- YO! Sushi mastermind applies his entrepreneurial skills to property development
- Manchester sees the first YO! Home up for sale
- Britain’s evolution from "a nation of shopkeepers to a nation of entrepreneurs"
Say the phrase ‘smart homes’ and most of us think of houses connected up with whizzy electronic devices. For entrepreneur Simon Woodroffe, though, the smart living concept has seen him create a home with moving parts, providing ingenious space saving solutions. A little push sees walls slide away, dining tables pop up from the floor and a king-size bed descend from the ceiling.
Woodroffe has some form in big ideas. He’s the man who brought sushi to the masses in the 90s – through his YO! Sushi brand – and micro hotel rooms in the noughties, with his Yotel concept. Now, with the YO! Home, he claims to have set out a new design for urban living.
It’s a delightful notion – like a cross between Batman’s batcave and a Bond villain’s lair. It also owes a debt to the complex scene changes seen at big stage productions.
"I was in theatre for many years, and I suppose that’s where the idea for the YO! Home came from," says Woodroffe. "If you look at the way the homes operate, they owe a lot to stage mechanics. The idea that one space can change in several different ways."
With the prototype already unveiled, the first YO! Homes will open in Manchester before the end of 2015. The city offers a prime location at a reasonable cost, says Woodroffe. Finding similar space in London would be much harder, making the units unaffordable for many. Manhattan, Shanghai, Buenos Aires and Tokyo – areas with fast growing populations and limited space to build – have also been earmarked by developers. According to the United Nations, the world’s urban population is expected to surpass six billion by 2045. In other words, living space is at a premium like never before.
"My idea behind everything I do, is to give everyone what wealthy people have," says Woodroffe. "We are all so exposed to life’s many opportunities that we want more, whether that’s an innovative designer home or a cool hotel for the night.”
Surprisingly, Woodroffe admits that he never does any market research, instead relying on instinct – a talent that has made him one of Britain’s most successful entrepreneurs. Isn’t his latest venture a potentially big financial risk though?
"It’s considerably less risky than launching a conveyor belt restaurant full of raw fish in 1997, or even asking people to sleep in a 10sqm room with no natural light. Neither of these seemed like sensible business propositions.
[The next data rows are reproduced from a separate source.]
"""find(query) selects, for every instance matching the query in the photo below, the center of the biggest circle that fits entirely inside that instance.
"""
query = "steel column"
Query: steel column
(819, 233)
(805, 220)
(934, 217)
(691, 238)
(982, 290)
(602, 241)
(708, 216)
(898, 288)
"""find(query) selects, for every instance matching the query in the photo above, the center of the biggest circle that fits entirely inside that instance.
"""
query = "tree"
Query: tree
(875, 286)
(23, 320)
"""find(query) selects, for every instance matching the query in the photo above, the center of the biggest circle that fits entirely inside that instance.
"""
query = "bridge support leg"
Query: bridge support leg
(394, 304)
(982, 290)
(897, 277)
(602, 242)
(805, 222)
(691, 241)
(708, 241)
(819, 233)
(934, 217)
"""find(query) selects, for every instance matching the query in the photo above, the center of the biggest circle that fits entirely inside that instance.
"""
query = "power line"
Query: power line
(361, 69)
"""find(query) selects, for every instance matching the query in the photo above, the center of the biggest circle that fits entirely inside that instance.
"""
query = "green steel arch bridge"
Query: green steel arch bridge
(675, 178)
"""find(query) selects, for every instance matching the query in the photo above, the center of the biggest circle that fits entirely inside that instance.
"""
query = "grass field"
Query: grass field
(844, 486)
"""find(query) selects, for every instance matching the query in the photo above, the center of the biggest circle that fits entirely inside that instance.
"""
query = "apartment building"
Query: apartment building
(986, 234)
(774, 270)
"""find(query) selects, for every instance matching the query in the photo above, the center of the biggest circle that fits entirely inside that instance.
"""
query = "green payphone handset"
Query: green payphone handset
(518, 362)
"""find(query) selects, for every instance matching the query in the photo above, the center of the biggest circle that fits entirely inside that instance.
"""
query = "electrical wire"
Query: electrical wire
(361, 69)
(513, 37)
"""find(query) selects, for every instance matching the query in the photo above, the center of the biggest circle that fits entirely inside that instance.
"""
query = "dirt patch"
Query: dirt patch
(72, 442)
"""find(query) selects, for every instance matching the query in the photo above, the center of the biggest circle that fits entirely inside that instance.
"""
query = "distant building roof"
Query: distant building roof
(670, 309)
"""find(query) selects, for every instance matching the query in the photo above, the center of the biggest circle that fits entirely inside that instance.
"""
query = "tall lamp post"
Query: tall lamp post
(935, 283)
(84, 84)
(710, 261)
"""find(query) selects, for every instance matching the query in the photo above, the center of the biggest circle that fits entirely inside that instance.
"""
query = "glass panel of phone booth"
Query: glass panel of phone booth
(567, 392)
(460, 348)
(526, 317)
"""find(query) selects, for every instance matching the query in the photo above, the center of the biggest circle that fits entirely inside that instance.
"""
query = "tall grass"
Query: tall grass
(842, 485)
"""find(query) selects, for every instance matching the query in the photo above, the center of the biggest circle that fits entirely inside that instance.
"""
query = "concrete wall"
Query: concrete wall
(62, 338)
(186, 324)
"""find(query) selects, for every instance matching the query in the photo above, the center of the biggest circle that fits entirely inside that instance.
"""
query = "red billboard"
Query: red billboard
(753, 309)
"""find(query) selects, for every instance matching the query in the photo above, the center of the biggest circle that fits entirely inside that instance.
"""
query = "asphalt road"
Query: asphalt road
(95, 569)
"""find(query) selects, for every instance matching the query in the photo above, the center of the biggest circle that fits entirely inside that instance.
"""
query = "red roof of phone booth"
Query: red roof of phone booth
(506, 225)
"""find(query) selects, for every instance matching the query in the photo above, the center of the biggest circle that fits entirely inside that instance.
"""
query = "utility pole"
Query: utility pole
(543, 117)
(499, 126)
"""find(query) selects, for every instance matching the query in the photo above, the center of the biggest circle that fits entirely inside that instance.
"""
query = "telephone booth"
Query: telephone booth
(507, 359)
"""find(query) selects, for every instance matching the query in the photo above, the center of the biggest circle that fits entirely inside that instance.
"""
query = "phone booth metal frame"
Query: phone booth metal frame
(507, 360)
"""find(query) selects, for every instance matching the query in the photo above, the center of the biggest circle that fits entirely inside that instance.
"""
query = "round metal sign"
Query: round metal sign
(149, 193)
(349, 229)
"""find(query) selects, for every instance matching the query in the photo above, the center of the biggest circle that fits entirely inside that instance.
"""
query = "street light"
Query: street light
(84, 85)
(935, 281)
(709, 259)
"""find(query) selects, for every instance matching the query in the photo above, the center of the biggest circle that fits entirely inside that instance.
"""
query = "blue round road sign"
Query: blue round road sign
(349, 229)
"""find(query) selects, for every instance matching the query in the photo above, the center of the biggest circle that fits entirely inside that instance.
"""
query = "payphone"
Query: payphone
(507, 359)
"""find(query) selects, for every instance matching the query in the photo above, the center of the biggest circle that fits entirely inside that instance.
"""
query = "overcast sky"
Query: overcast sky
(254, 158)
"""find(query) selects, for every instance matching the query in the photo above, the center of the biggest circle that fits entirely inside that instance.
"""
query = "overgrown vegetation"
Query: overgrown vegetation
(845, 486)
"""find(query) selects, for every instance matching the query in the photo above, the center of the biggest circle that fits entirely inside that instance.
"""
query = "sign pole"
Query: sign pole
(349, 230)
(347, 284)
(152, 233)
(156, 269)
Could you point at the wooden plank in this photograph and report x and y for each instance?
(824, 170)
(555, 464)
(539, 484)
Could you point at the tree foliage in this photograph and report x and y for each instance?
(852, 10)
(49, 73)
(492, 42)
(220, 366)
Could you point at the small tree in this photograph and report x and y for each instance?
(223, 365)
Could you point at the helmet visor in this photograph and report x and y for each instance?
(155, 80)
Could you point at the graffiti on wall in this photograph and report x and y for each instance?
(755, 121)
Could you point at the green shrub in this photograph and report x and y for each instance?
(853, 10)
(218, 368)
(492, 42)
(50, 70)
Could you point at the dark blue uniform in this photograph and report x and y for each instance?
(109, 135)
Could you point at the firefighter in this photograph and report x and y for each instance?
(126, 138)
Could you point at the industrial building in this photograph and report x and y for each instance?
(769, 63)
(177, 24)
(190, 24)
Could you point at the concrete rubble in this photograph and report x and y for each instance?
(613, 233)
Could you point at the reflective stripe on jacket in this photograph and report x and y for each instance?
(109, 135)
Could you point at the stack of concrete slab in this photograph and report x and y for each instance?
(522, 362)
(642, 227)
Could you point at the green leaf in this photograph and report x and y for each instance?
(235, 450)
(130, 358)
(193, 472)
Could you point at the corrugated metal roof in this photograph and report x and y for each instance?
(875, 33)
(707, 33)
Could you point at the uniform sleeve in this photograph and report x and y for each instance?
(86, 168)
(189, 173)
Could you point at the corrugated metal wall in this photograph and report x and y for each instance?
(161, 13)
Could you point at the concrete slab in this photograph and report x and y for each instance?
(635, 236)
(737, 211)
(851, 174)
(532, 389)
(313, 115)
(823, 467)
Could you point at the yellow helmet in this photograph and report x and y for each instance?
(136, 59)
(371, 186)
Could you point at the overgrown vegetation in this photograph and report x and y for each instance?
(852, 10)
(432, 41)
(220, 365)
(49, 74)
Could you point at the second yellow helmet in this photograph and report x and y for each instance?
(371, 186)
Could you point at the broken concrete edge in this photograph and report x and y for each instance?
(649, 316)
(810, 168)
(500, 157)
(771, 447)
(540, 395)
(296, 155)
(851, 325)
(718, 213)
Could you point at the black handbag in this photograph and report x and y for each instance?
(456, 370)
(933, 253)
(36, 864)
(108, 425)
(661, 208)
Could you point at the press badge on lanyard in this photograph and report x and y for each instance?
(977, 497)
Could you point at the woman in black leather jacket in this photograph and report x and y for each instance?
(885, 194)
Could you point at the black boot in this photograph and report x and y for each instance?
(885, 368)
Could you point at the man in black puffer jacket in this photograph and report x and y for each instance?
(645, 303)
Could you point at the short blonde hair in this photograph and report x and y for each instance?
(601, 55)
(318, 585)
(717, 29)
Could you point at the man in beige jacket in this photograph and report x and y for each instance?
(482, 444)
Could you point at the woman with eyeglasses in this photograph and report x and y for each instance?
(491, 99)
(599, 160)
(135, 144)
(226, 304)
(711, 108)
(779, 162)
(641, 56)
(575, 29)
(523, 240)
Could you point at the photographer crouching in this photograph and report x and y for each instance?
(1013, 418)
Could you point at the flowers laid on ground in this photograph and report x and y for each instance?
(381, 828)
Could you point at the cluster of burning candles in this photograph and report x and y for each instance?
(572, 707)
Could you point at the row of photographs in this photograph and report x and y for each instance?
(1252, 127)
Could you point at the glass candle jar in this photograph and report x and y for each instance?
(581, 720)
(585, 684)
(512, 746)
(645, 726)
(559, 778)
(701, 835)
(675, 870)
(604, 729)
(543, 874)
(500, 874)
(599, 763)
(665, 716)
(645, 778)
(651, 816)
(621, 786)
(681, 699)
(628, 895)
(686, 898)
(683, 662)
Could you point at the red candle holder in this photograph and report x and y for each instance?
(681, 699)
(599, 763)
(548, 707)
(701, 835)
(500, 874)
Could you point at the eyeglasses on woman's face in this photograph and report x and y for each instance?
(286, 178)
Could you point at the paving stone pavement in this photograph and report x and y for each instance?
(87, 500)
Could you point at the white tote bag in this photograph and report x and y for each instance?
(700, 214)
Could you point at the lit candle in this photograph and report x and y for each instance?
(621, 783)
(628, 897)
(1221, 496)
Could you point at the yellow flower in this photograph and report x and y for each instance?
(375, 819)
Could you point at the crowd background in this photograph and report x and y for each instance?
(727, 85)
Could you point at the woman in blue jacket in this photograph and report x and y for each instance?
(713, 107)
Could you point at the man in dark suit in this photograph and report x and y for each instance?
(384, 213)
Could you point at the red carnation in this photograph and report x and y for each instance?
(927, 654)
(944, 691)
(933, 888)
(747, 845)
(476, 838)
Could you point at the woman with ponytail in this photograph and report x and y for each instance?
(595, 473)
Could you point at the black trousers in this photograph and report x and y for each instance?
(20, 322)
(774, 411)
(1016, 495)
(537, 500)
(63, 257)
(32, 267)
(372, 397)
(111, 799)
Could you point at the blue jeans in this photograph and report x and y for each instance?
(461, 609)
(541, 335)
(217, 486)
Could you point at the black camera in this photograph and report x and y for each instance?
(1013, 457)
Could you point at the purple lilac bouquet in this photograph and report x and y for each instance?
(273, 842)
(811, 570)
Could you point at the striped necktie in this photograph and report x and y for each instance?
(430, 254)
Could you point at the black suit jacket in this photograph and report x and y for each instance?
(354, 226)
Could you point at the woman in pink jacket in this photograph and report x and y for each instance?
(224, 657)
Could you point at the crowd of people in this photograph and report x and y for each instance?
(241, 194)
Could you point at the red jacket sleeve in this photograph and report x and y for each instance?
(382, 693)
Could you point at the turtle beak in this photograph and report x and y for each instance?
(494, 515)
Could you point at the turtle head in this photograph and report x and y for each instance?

But they worked."
"We are no longer a nation of shopkeepers, but a nation of entrepreneurs," he points out. "It’s amazing to think that this tiny island in the North Atlantic is such a creative force worldwide."
So could this 40sqm two-room apartment be the blueprint of the home of the future? Only time will tell, but one thing’s for sure – if tomorrow’s world offers us descending beds and convertible cinema rooms, then sign us up immediately.